在本发明的另一实施方式中,提供了一种包含所述负极活性材料的可充电锂电池。此电池包含上述的阳极活性材料;能可逆嵌入/释出锂的已知阴极活性材料,如由氧化物中包含嵌入锂的化合物所构成之高电压正极活性材料(例如LiCoO2、LiNi0.33Mn0.33Co0.33O2、LiNi0.80Co0.15Al0.05O2或LiMn2O4)及磷酸盐材料(例如LiFePO4);以及已知的电解液,如下文中将描述的含有LiPF6的溶液。使用该材料作为阳极的可充电锂电池在高的电流密度下显示出提高的电容量,其中平滑电化学曲线在1至2.5V的范围内,且与现有技术的Li-Ti-O斜方锰矿化合物相比在循环之后具有高的电容量保持率。在10A/kg的电流密度下,在上述1至2.5V的范围内获得180至200Ah/kg的理论电容量值。

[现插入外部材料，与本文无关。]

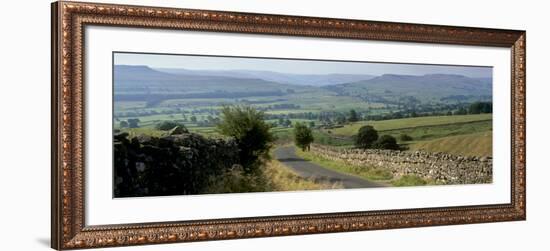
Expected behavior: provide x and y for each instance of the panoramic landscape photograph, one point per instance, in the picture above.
(196, 124)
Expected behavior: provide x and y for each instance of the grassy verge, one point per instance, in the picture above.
(369, 173)
(284, 179)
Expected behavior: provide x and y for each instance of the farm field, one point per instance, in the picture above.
(474, 144)
(394, 124)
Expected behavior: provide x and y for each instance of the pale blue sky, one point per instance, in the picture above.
(292, 66)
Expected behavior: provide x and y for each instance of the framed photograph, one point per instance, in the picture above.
(175, 125)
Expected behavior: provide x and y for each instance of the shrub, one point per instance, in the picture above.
(168, 125)
(366, 137)
(405, 137)
(251, 133)
(386, 142)
(302, 136)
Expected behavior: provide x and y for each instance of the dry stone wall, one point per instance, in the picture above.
(441, 167)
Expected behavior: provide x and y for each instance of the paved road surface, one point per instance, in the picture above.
(306, 169)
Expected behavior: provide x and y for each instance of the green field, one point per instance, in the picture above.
(474, 144)
(394, 124)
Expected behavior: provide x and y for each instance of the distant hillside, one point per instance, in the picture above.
(433, 87)
(143, 83)
(284, 78)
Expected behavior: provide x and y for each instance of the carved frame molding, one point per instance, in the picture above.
(68, 218)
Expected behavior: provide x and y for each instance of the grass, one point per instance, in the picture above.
(369, 173)
(425, 133)
(284, 179)
(409, 180)
(474, 144)
(395, 124)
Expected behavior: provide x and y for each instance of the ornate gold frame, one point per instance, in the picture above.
(68, 22)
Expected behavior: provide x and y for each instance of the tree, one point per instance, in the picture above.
(353, 117)
(341, 119)
(169, 125)
(287, 123)
(480, 107)
(251, 133)
(133, 123)
(386, 142)
(405, 137)
(366, 136)
(461, 111)
(302, 136)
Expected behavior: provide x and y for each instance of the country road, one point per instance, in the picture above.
(287, 156)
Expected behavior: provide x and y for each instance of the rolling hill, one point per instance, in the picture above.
(279, 77)
(143, 83)
(391, 88)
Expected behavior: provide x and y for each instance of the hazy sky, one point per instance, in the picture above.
(293, 66)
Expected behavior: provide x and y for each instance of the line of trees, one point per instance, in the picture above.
(367, 138)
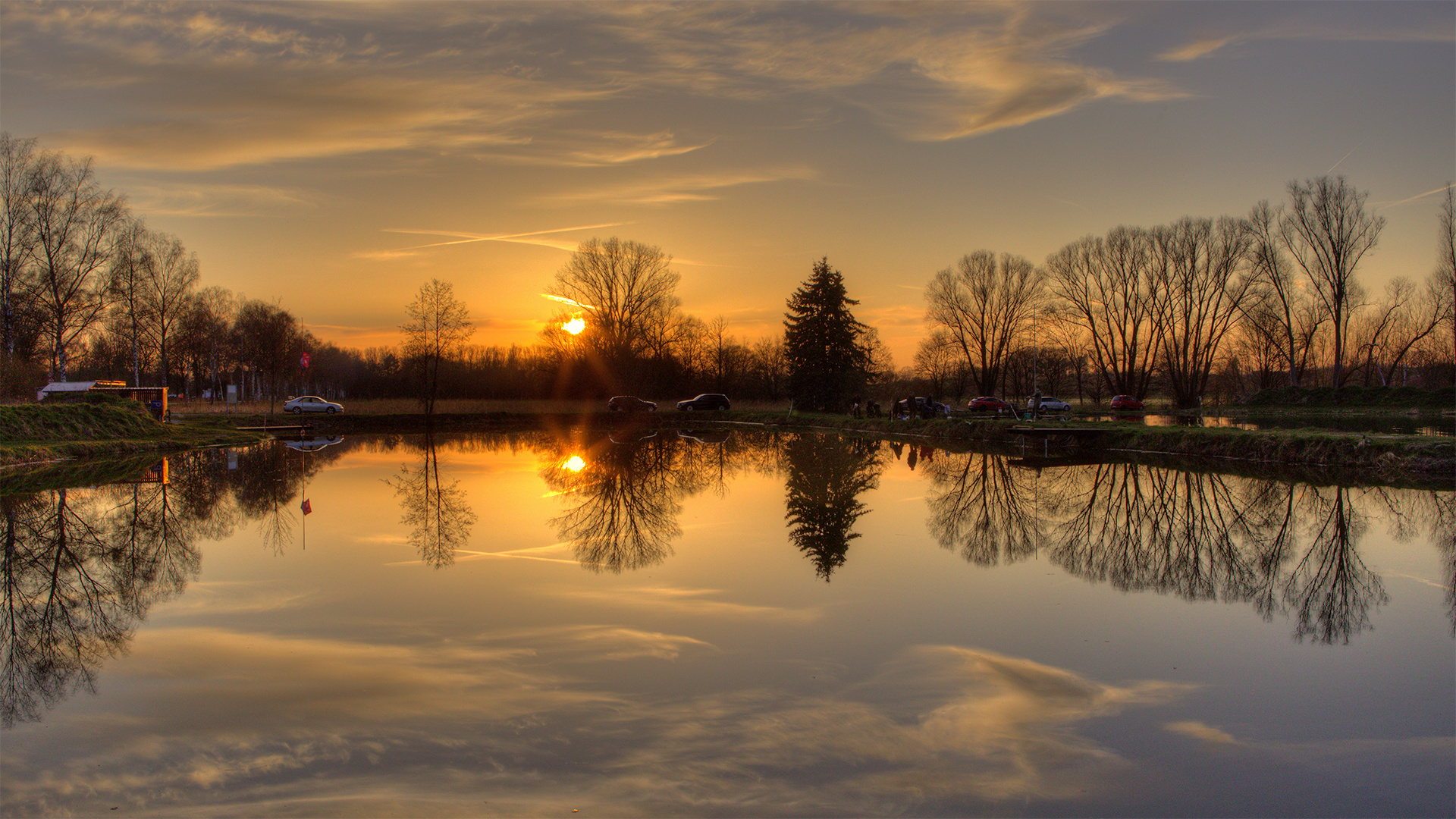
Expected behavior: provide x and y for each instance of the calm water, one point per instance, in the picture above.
(721, 624)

本发明另外涵盖一种制造上述负极活性材料的方法,其包含如下步骤:藉由球磨研磨及混合锂化合物、钛化合物、碳前体化合物和最终铁化合物与M和M′化合物,然后是在高于950℃的温度下的烧结过程,以及所述经烧结的材料的骤冷步骤,其中所述烧结过程是在包含还原剂的气体气氛中进行。所述还原剂优选为氢、碳氢化合物及一氧化碳中的一种或多种。也优选地,所述包含还原剂的气体气氛由氩气构成。尤其优选由具有1至10体积%H2、且甚至3至10体积%H2的氩-氢混合物构成的气体气氛。此方法快速且其成本低。
附图说明
本发明进一步揭示于如下详细说明及附图中:
图1:本发明(实施例2)的活性复合材料在C/10速率下的恒电流充电/放电曲线(虚线),及其导函数dx/dV(实线)。在此图中x是指嵌入的锂数目且V是指电位。
图2a、2b:以不同碳含量所获得的合成材料的XRD。
图3:含有0%碳(反例1)和1.09重量%碳(实施例3)的合成材料的主峰的XRD峰分布。

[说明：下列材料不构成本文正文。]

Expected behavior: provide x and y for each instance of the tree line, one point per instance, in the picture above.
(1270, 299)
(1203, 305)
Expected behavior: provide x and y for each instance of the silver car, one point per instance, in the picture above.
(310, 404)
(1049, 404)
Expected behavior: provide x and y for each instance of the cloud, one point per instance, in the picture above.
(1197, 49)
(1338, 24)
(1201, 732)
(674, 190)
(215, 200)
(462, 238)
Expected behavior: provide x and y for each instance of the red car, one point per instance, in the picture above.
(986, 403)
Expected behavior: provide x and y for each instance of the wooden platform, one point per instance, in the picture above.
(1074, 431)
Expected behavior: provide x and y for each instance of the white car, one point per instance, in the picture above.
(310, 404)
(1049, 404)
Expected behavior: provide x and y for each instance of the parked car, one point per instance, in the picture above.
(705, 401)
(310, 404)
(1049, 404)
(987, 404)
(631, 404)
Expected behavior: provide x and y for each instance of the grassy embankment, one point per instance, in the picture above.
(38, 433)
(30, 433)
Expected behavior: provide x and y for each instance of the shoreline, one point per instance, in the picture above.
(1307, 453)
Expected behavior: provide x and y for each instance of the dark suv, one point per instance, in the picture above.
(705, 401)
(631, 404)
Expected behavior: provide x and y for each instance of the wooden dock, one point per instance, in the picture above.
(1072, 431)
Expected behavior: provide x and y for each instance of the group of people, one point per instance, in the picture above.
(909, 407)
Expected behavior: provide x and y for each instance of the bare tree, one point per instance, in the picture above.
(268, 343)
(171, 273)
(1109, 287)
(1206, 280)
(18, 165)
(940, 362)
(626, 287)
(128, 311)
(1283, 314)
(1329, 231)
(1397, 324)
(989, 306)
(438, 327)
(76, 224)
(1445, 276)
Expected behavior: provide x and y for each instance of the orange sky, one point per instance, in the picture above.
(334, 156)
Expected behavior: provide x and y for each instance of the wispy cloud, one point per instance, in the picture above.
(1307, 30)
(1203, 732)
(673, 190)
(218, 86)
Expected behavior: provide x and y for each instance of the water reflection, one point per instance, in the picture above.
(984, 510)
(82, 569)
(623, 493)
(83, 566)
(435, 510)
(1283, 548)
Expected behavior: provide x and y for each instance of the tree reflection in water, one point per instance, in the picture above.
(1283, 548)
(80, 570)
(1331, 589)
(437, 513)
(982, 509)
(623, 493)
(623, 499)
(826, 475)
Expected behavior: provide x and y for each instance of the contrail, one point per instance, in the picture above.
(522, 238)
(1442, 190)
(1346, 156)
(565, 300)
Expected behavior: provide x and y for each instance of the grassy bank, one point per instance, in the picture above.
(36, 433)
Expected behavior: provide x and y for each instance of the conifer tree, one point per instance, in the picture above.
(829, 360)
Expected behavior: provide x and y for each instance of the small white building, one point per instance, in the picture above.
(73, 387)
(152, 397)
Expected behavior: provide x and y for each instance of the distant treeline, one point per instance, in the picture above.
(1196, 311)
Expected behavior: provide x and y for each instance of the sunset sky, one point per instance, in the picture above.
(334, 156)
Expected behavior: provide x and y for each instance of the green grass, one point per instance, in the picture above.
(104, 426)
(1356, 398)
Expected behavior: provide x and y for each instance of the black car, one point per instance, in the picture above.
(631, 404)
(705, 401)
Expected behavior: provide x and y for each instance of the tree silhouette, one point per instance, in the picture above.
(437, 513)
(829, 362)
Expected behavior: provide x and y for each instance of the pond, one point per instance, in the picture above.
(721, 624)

图4:所述斜方空间群Pbnm中所精算的晶格参数Δa/a、Δb/b和Δc/c随碳含量的变化。
图5:反例1及实施例2至6在C/10和C速率下以Ah/kg为单位的电容值。
图6:本发明(实施例3)和反例7(通过异位混合(ex-situ mixing)所获得的复合材料)的活性材料在C/10速率下在1至2.5V范围内的恒电流充电/放电曲线。

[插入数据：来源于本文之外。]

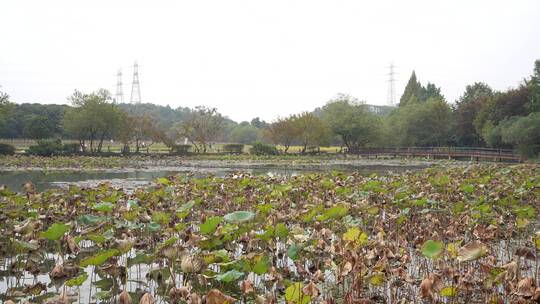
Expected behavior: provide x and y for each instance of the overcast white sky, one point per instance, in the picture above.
(262, 58)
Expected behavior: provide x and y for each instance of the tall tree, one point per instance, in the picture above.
(350, 119)
(93, 117)
(426, 124)
(312, 131)
(412, 92)
(38, 128)
(534, 89)
(202, 126)
(283, 132)
(466, 109)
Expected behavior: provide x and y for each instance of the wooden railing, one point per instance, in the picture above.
(442, 152)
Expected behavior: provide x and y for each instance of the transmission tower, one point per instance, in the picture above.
(119, 87)
(135, 87)
(391, 98)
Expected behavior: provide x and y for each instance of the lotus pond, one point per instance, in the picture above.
(453, 234)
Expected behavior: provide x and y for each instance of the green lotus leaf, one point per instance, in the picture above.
(55, 232)
(229, 276)
(432, 249)
(103, 207)
(472, 251)
(90, 219)
(77, 281)
(239, 217)
(99, 258)
(294, 294)
(210, 225)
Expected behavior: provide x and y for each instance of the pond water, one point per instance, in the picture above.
(133, 178)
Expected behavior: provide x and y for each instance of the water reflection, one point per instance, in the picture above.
(46, 179)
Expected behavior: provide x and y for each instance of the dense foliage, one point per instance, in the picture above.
(480, 118)
(6, 149)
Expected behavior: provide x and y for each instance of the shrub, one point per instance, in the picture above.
(6, 149)
(46, 147)
(233, 148)
(259, 148)
(180, 149)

图7:本发明(实施例8)的活性复合材料在C/10速率下的恒电流充电/放电曲线(虚线),及其导函数dx/dV(实线)。在此图中x是指嵌入的锂数目且V是指电位。
具体实施方式
本发明的负极活性材料是含有两个活性相-斜方锰矿及尖晶石的复合材料,其是通过碳局部取代通道中的锂四面体隙位形成。经修饰的斜方锰矿是主要活性相并起到支撑材料的作用。刚形成的复合材料主要在1至2.5V的范围内将锂局部规整地嵌入固态溶液。所述负极材料提供高重量及体积电容结果(在570至635Ah/m3下,介于180至200Ah/kg之间)并保持了与未掺杂的材料相关的优点:
●低可逆电容量,介于5至15Ah/kg之间;
●优良的循环能力;
●在C/10速率下介于50至90mV之间的低极化度。
可优选使用如下步骤以陶瓷工艺原位制造根据本发明的化合物:
●将包含锂化合物、钛化合物、金属元素化合物(若有的话)及碳化合物的前体混合物在行星式球磨机中反应性机械研磨及混合的步骤;其使用限定的参数条件(容器负载、珠子数目、研磨速度及时间);
●在经控制的气氛之下使用高速温度跃升直到反应温度的一步热处理;
●在反应温度下的平线区;
●快速骤冷步骤直到在经控制的气氛之下达到室温为止。
在此方法中,各金属元素可选自金属氧化物或该金属氧化物的无机或有机固态前体。优选考虑如下氧化物:氧化锂(Li2O)或其前体和氧化钛(锐钛矿TiO2)或两种氧化钛相、锐钛矿和金红石的混合物。在所述前体混合物中的各氧化物的比例对应于所述支撑材料的化学计量比例。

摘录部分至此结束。